Bunun üzerine bir çok ehli sünnet âlim, Reis'in bu sözünün doğru olmadığına kanaat getirdi. Elbette böyle bir hususta Reis, bu konuda birlik içinde olan âlimleri dikkate almalıdır. Zira, Reis siyasetçi olması hasabiyle, bu konuda hataya bilerek yada bilmeyerek düşebilir.
Reis'in açıklamasına karşılık İhsan Şenocak, "Problem İslamda olmadığına, bilakis İslamın yaşanmamasından kaynaklandığına göre çare İslamın değil, İslama muhatap zihinlerin yenilenmesidir. Mevzuyu şu ifadelerle klişelendiren Üstad Necip Fazıl’a selam olsun; İslam bir güneştir. Güneş yenilenmez.Güneşe bakan gözler yenilenir." Dedi...
Ve nihayet, Reis dün yaptığı konuşmaya bugün izah getirerek;
"Dinde reform değil derdim haddime dahi değil! Onu kast etmedim." dedi. Reis bu sayede yanlış anlaşılmaya musait olan güncelleme sözünün, İslam'ın hükümleriyle alakalı olmadığını ifade etmiş oldu.
Hem, Allah ayetle sabit bir şekilde, erkeğe karısını, belirli şartlar dahilinde dövme yetkisini vermiştir. Elbette müslümanın diyem biri bu ayeti inkar edemez.
Ama şuda var ki; bu konunun asrın fehmine uygun bir şekilde izah edilmesi gerekebilir. İşte bu izahta Reis'in bahsettiği bir izah güncelleme söz konusu olabilir.
Çünkü geçmiş zamanda kocaya itaatle ilgili bir sorun yoktu. Ama kadınlardaki erkekleşme, bazılarında böyle bir sorunu netice verdi.
Peki Allah erkeğe neden bu yetkiyi vermiştir? Elbette bunun hikmetlerini tamamen bilemeyiz. Ancak bu yetkinin hikmetlerden birini kısaca şöyle izah etmekte fayda var.
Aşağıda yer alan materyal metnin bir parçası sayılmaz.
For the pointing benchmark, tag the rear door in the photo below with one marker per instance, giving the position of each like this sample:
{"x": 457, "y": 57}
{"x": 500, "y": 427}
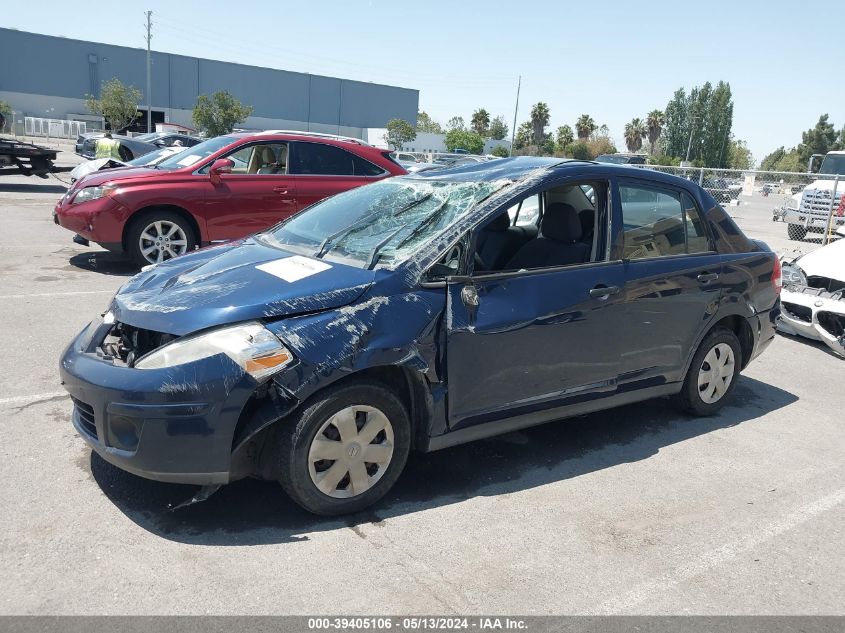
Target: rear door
{"x": 258, "y": 193}
{"x": 531, "y": 341}
{"x": 322, "y": 170}
{"x": 672, "y": 279}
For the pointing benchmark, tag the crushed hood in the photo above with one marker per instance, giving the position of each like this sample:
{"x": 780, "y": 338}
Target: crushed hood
{"x": 828, "y": 261}
{"x": 224, "y": 284}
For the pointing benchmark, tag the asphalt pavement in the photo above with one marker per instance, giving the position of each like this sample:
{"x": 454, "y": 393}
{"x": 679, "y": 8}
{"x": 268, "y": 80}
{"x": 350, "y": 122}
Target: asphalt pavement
{"x": 635, "y": 510}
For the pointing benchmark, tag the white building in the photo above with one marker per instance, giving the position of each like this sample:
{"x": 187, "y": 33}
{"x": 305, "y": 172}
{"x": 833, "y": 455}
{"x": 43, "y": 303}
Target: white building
{"x": 426, "y": 142}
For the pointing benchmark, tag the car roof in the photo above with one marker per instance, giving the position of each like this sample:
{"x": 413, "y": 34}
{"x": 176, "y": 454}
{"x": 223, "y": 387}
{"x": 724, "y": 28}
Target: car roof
{"x": 520, "y": 167}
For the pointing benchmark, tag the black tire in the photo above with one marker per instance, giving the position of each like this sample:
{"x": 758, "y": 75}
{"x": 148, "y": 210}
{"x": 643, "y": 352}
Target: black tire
{"x": 300, "y": 430}
{"x": 690, "y": 397}
{"x": 142, "y": 221}
{"x": 796, "y": 232}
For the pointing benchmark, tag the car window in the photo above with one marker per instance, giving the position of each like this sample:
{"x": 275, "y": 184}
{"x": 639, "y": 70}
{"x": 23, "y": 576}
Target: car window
{"x": 526, "y": 212}
{"x": 327, "y": 160}
{"x": 260, "y": 159}
{"x": 657, "y": 223}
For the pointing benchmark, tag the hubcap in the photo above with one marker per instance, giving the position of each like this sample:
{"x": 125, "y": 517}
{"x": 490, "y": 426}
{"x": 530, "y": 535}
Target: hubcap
{"x": 162, "y": 240}
{"x": 716, "y": 373}
{"x": 351, "y": 451}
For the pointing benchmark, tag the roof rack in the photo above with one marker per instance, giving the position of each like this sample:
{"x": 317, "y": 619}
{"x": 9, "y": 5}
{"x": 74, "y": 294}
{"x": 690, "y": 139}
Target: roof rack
{"x": 336, "y": 137}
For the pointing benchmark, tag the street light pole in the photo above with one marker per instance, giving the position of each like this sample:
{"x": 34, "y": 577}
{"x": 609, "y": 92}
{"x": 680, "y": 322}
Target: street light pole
{"x": 149, "y": 83}
{"x": 516, "y": 108}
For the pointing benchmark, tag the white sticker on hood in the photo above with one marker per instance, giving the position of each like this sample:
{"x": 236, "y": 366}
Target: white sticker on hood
{"x": 294, "y": 268}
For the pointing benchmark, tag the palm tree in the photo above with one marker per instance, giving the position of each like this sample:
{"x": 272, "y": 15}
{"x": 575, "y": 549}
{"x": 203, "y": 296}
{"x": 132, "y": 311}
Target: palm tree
{"x": 635, "y": 132}
{"x": 564, "y": 137}
{"x": 480, "y": 121}
{"x": 585, "y": 126}
{"x": 539, "y": 121}
{"x": 654, "y": 122}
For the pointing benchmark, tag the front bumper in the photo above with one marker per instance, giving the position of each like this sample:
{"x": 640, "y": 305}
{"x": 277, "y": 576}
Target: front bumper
{"x": 174, "y": 425}
{"x": 100, "y": 220}
{"x": 813, "y": 313}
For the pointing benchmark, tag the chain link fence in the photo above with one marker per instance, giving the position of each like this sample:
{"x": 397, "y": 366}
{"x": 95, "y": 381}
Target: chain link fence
{"x": 807, "y": 203}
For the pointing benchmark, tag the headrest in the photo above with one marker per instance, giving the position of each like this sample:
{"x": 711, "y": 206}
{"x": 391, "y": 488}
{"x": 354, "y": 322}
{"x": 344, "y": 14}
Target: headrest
{"x": 500, "y": 223}
{"x": 560, "y": 223}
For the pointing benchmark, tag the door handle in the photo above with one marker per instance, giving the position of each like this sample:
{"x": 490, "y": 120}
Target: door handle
{"x": 603, "y": 292}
Şöyle ki; Bir Devletin en önemli yapıtaşı, yani kurumu ailedir. Madem aile, bir devlet için en önemli bir kurumdur. Hatta her aile küçük bir devlet gibidir. O halde ailenin bir iç hukuku mutlaka olmalıdır. Yani ailedeki; baba, anne ve çocukların görev yetki ve sorumlulukları belli olmalıdır.
Hukukun olduğu bir yerde kuralların ve bir yöneticinin olması gerektiğini aklım var diyen herkesin bilir. Zaten Kurallar, itaati ve dolayısıyla bir lideri gerektirir. Mesela bunu bir iş yeri olarak dahi düşünebiliriz. Yani bir kurum niteliğine sahip heryerde bir iç hukuk ve o kurumu yöneten lider olmalıdır.
Hem madem ki aile bir devlet gibidir ve bu devletciğin lideri babadır. O halde aile devletinin ayakta kalabilmesi için babaya itaat şart olmalıdır. Zaten Allah-u Teala Nisa-34'de bunu açıkca emrediyor. Bu yönüyle, İslam'a göre ailede babaya itaat Allah'a itaat anlamına gelir.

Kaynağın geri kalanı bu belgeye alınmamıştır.